Britain’s female unemployment rate in the first three months of the year has fallen to 3.7%, the lowest since comparable records began in 1971.
The Office for National Statistics included the figure in data showing the overall unemployment rate in the three month period stood at 3.8%, the lowest rate since late 1974.
For men the rate was 3.9% – and has not been lower since March to May 1975. Excluding bonuses, average weekly earnings for employees rose by 3.3%.
In the January to March period, total earnings, including bonuses, rose by an annual 3.2%, slowing from 3.5% in the three months to February.
The ONS said that unemployment rates for both men and women aged 16 years and over have been generally falling since late 2013.
The overall unemployment rate of 3.8% was last matched in the three-month period from November 1974 and was lower, at 3.7%, in the last three months of 1974.
For January to March 2019, the ONS said 1.3 million people were unemployed, 119,000 fewer than for a year earlier and 914,000 fewer than for five years earlier.
The ONS said the increase in the employment rate for women in recent years is due partly to changes to the state pension age for women, resulting in fewer women retiring between the ages of 60 and 65 years.
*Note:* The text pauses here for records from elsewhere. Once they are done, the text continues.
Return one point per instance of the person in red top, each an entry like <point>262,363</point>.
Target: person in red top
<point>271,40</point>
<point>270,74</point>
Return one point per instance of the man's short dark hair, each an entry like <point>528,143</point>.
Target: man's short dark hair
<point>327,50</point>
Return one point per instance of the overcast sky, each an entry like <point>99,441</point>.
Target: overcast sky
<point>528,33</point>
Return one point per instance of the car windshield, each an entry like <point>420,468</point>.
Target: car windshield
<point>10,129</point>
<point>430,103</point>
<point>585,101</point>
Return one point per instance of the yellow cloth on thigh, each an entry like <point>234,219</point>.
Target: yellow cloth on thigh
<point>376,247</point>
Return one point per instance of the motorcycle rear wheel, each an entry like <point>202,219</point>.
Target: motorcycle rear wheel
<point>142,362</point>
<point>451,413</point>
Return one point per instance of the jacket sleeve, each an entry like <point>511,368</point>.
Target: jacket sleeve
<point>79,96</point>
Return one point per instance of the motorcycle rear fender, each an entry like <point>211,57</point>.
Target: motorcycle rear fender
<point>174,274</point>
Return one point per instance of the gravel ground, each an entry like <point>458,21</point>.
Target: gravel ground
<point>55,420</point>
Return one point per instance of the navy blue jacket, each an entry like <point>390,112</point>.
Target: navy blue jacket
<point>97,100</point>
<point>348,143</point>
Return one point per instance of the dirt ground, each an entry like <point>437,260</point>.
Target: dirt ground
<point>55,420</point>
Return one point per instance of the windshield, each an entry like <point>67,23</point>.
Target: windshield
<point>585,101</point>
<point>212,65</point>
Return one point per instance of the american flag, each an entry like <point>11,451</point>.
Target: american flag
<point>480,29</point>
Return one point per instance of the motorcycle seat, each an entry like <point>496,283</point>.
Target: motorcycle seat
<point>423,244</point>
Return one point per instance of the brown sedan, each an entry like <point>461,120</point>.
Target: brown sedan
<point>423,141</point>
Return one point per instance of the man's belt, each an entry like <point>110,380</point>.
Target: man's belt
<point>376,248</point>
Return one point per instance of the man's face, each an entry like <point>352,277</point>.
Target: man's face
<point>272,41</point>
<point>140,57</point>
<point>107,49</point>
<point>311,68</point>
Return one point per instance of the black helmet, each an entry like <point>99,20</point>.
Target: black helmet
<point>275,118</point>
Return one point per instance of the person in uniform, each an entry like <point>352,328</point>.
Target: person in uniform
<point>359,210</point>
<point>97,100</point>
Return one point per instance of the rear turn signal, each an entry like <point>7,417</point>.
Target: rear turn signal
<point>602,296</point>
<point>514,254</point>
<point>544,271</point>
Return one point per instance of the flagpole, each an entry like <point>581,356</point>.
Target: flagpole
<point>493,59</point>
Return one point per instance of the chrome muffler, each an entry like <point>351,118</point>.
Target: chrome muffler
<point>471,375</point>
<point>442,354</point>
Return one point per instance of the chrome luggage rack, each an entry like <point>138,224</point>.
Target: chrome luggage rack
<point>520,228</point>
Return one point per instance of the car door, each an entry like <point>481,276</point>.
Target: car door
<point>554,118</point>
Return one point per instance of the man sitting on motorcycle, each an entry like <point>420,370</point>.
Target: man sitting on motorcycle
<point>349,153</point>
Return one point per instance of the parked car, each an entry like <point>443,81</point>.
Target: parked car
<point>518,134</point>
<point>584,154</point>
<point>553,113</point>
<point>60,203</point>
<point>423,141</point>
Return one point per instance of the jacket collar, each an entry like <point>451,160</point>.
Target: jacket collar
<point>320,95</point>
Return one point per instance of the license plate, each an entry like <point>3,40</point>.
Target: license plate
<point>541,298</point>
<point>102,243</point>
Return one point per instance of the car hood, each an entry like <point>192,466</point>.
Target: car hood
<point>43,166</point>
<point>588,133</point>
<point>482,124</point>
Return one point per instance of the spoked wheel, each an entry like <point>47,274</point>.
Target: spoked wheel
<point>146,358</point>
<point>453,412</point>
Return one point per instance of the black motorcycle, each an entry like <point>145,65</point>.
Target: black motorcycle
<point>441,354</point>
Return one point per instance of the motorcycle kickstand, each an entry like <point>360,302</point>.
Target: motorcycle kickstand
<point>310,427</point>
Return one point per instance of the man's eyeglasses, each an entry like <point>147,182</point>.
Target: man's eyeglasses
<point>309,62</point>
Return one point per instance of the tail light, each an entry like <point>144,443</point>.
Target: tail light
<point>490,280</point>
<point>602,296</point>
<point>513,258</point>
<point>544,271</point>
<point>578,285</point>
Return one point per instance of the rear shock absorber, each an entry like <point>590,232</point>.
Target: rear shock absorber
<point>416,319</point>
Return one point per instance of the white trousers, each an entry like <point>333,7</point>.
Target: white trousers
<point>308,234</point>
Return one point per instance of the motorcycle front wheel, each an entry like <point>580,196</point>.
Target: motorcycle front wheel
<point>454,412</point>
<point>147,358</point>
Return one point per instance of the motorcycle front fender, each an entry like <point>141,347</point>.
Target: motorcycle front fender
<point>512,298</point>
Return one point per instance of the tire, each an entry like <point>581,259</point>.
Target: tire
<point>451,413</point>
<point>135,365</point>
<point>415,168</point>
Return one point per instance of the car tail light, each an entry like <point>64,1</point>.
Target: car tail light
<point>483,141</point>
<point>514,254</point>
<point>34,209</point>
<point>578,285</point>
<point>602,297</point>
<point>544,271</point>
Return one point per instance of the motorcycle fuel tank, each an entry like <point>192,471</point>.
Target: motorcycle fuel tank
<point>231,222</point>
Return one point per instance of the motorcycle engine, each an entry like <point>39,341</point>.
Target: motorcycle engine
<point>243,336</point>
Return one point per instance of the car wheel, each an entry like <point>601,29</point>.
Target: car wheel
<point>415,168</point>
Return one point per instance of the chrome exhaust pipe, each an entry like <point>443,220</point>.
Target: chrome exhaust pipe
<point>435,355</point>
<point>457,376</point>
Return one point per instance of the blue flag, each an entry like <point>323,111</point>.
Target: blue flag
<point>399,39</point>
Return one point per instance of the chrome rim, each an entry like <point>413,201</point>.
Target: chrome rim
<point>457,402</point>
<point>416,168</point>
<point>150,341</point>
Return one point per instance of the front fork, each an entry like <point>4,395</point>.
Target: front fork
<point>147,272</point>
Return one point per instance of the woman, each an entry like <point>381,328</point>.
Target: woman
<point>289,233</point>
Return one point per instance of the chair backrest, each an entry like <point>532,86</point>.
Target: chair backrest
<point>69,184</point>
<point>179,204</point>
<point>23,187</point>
The ONS added that since estimates began in 1971, total hours worked by women have generally increased, reflecting increases in both the employment rate for women and the UK population.
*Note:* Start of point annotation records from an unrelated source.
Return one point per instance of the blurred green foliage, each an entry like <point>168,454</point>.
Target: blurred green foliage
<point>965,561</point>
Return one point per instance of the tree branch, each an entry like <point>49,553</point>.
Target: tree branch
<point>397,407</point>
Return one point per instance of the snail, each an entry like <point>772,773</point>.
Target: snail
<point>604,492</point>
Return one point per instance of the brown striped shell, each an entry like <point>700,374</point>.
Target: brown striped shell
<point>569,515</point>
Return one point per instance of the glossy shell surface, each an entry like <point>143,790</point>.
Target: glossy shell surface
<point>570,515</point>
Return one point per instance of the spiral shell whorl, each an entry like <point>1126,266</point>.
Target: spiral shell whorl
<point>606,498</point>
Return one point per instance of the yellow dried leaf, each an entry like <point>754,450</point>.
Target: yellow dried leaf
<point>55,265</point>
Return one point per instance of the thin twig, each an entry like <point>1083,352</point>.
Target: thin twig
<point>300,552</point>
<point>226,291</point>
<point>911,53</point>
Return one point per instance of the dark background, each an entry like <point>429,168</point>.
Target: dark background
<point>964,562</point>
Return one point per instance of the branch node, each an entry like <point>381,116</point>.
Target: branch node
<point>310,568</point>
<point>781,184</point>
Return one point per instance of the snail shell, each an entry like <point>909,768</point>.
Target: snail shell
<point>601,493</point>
In contrast, total hours worked by men have been relatively stable. This is because falls in the employment rate for men have been roughly offset by population increases.
Ben Brettell, senior economist, Hargreaves Lansdown said the unemployment figures were strong given the issues facing the economy.
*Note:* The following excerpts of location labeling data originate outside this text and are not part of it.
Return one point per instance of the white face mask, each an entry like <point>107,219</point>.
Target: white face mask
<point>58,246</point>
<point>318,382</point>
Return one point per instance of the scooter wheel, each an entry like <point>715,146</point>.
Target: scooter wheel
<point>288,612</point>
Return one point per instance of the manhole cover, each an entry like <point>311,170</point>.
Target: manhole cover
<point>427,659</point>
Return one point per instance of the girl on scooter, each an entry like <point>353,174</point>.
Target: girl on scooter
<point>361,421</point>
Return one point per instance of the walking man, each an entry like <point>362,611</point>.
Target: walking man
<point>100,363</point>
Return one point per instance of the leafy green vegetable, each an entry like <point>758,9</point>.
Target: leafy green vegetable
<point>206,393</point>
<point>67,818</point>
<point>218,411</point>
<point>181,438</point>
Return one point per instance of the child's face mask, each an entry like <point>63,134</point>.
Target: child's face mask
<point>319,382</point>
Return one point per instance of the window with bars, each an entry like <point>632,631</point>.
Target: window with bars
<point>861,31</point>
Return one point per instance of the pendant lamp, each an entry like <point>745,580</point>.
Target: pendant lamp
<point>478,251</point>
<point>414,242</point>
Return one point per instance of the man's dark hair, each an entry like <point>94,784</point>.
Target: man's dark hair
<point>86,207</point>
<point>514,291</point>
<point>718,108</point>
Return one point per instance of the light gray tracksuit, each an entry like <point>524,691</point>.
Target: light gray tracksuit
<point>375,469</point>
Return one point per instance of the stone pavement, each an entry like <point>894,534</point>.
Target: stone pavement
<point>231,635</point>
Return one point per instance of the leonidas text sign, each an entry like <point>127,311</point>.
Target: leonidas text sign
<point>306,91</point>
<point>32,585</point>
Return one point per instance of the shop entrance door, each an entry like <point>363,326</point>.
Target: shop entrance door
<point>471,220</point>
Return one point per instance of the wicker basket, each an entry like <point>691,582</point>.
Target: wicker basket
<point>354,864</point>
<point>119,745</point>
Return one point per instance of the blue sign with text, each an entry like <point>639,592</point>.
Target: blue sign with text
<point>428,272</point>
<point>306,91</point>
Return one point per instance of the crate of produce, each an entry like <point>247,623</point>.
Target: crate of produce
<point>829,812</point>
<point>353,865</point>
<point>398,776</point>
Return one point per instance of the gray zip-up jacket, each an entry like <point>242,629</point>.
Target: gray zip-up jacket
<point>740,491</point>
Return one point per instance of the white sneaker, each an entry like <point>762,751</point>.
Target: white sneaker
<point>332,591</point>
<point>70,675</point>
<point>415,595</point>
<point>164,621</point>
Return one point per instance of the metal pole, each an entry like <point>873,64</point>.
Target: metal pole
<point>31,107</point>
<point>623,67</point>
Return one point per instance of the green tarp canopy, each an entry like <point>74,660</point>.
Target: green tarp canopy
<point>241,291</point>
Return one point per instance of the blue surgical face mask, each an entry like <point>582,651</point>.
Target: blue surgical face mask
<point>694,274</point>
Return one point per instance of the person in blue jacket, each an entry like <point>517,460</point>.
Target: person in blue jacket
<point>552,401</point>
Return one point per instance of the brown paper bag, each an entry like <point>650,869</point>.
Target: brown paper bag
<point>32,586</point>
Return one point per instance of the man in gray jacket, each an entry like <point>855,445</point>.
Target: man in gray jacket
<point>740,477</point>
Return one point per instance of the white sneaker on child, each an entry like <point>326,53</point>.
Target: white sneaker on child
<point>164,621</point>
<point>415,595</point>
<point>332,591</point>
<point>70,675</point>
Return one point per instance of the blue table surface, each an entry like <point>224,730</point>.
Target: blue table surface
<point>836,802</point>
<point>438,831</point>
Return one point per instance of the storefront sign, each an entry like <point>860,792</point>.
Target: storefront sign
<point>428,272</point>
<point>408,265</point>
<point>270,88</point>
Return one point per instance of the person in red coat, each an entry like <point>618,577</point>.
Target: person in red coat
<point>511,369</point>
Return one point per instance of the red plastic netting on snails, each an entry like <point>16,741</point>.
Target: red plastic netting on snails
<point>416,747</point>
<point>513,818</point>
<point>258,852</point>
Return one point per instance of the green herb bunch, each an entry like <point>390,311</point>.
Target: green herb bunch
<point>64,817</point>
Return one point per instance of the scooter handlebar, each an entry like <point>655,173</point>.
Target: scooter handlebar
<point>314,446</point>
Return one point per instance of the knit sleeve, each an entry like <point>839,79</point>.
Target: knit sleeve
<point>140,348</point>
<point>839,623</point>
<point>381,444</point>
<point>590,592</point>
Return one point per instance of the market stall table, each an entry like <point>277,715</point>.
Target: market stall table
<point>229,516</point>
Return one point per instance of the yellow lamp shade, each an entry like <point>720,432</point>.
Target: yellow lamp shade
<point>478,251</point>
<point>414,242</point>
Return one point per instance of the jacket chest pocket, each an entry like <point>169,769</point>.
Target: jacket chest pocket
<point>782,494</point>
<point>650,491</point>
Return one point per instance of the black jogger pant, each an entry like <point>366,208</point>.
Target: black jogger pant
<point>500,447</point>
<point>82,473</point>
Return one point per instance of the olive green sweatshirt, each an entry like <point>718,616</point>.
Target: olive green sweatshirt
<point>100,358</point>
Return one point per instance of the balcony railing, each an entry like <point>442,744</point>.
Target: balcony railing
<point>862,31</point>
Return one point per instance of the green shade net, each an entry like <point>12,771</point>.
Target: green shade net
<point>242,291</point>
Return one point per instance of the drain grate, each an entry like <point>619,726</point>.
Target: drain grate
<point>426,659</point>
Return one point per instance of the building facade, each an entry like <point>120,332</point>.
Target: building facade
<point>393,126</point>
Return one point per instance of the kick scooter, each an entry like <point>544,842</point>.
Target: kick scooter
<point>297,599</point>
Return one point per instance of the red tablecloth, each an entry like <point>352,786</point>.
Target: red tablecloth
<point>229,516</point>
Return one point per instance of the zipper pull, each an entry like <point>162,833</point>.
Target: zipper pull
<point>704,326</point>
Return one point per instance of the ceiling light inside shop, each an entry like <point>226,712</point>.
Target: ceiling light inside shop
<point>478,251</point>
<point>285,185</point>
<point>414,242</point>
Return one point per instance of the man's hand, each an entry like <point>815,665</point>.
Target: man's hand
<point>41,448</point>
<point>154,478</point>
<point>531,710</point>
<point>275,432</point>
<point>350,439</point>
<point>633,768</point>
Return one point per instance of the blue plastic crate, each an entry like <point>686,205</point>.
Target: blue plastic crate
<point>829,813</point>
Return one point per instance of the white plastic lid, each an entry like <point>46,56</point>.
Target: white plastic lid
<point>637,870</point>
“The UK labour market has been remarkably resilient in the face of Brexit-related uncertainty,” he said.
The latest data shows that over the last five years the unemployment rate for men has fallen from 7.0% to 3.9%, the ONS said.
The unemployment rate for women has shown a smaller fall over this period – from 6.4% to 3.7%.
But Prof Geraint Johnes, at Lancaster University Management School, added a note of caution.
He said the number of full-time employees fell in the quarter, which was offset by an increase in full-time self-employed workers and that the number of employees working part-time also rose.
“Whether these shifts indicate a longer-term increase in precarity will need to be monitored carefully over the coming months. The labour market seems now to be exhibiting signs of nervousness that, given present uncertainties, should not be surprising,” Prof Johnes said.
Productivity also fell, with the ONS saying that that output per hour fell by an annual 0.2% in the first quarter – its third consecutive fall.
While average real wages, adjusted for inflation, were the highest since December 2010, the TUC said the rate of increase was slowing.
TUC General Secretary Frances O’Grady said: “Pay growth is stalling again. The last thing workers need is another hit in the pocket when real wages are still lower than a decade ago”.